São Paulo Após suposto abuso sexual, Justiça autoriza médico a trocar de nome

Após suposto abuso sexual, Justiça autoriza médico a trocar de nome

O pedido foi acatado pelo desembargador Ênio Santarelli Zuliani, do Tribunal de Justiça de São Paulo. Vítima teve sua identidade modificada parcialmente

Justiça autoriza médico a trocar de nome

Justiça de SP autoriza médico a trocar de nome após escândalo sexual

Justiça de SP autoriza médico a trocar de nome após escândalo sexual

Futura Press/Folhapress

O TJ (Tribunal de Justiça) de São Paulo autorizou um médico a mudar de nome após ter sido envolvido injustamente em um caso que apurava abuso sexual de crianças.

O pedido foi acatado pelo desembargador Ênio Santarelli Zuliani. É a primeira vez que a Justiça autoriza a mudança de nome por "direito ao esquecimento".

Em entrevista ao R7, o magistrado disse que é a primeira vez que o TJ autoriza a troca de nome, que ocorreu de forma parcial. Zuliani diz que o médico sequer foi considerado suspeito pela Justiça, ou seja, foi vítima das chamadas “Fake News” — notícias falsas, mas que aparentam ser verdadeiras.

“Seu nome foi incluído nas notícias e isso não sai mais dos computadores, de modo que o acesso de seu nome em provedores de busca retratam essas notícias”, disse.

Pelo fato de prejudicar a vida pessoal e profissional, o TJ acolheu a alteração de nome a fim de evitar o linchamento moral a qual o médico estava sendo submetido. O homem, portanto, registrou uma nova identidade.

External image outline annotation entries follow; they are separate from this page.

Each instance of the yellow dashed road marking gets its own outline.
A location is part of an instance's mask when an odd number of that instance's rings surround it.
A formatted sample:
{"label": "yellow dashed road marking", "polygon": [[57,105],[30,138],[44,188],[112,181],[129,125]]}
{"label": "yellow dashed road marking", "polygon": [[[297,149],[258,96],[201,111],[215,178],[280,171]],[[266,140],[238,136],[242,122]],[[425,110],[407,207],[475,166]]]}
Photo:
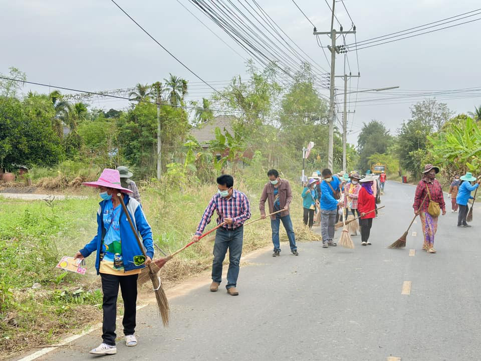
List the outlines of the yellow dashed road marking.
{"label": "yellow dashed road marking", "polygon": [[402,283],[402,291],[401,291],[401,294],[409,295],[411,294],[411,281],[404,281]]}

A notícia não agradou o presidente da Comissão de Liberdade de Imprensa da OAB (Ordem dos Advogados do Brasil), Walter Vieira Ceneviva, o qual acredita que a troca de nome nesse caso não é a mais adequada, uma vez que implica “uma nova mentira para corrigir mentiras anteriores”. “A melhor solução é a notícia de que ele (médico) é inocente em todos os publicadores e com grande destaque”, avalia.

Ceneviva entende que o remédio para as vítimas não deve ser a troca de nome e, sim, a correção de informação com notoriedade. “Vamos supor que você vai até uma janela e joga as penas de um travesseiro fora. O travesseiro você consegue ter de novo, as penas, não”, compara o presidente. “Você consegue, em alguns casos, diminuir a dor da pessoa, mas não desfazer o mal”.

O caso segue em segredo de Justiça.

Jurisprudência

A alteração de nome altera a jurisprudência dos crimes envolvendo pedofilia, segundo Ceneviva. O presidente da comissão da OAB alerta que, no entanto, pode ser perigoso. “Quando a Justiça (dos homens) acerta, nada de ruim acontece. Mas quando erra, e a Justiça o faz, dissemina uma mentira em benefício dos criminosos”, avalia. Ele acredita que “é preciso tomar cuidado e tempo de avaliação específica no tocante à alteração de nomes”.

Fake News

A inédita alteração de nome reafirma o quão perigoso pode ser as “Fake News”, além de ter (quase sempre) efeitos nefastos. Um exemplo de completa destruição foi o da dona de casa Fabiane Maria de Jesus, espancada até a morte por moradores de Guarujá, no litoral paulista, onde morava, por suspeita de praticar magia negra com crianças após uma falsa notícia espalhada em redes sociais.

“Existem casos que a reparação é impossível, como esse da dona de casa do Guarujá”, avalia Ceneviva. “A responsabilidade é do povo também, porque o povo se fez de Justiça e condenou a mulher à morte com as próprias mãos. E estavam errados”.

Fabiana foi amarrada, espancada e arrastada por um grupo de moradores do bairro Morrinhos. A agressão foi registrada em vídeo e, segundo os vizinhos, ela estava apanhando por ser a mulher que estava sequestrando crianças na região.

No entanto, a investigação policial afirmou que não havia nenhum boletim de ocorrência sobre o sequestro de menores no município paulista naquele mês.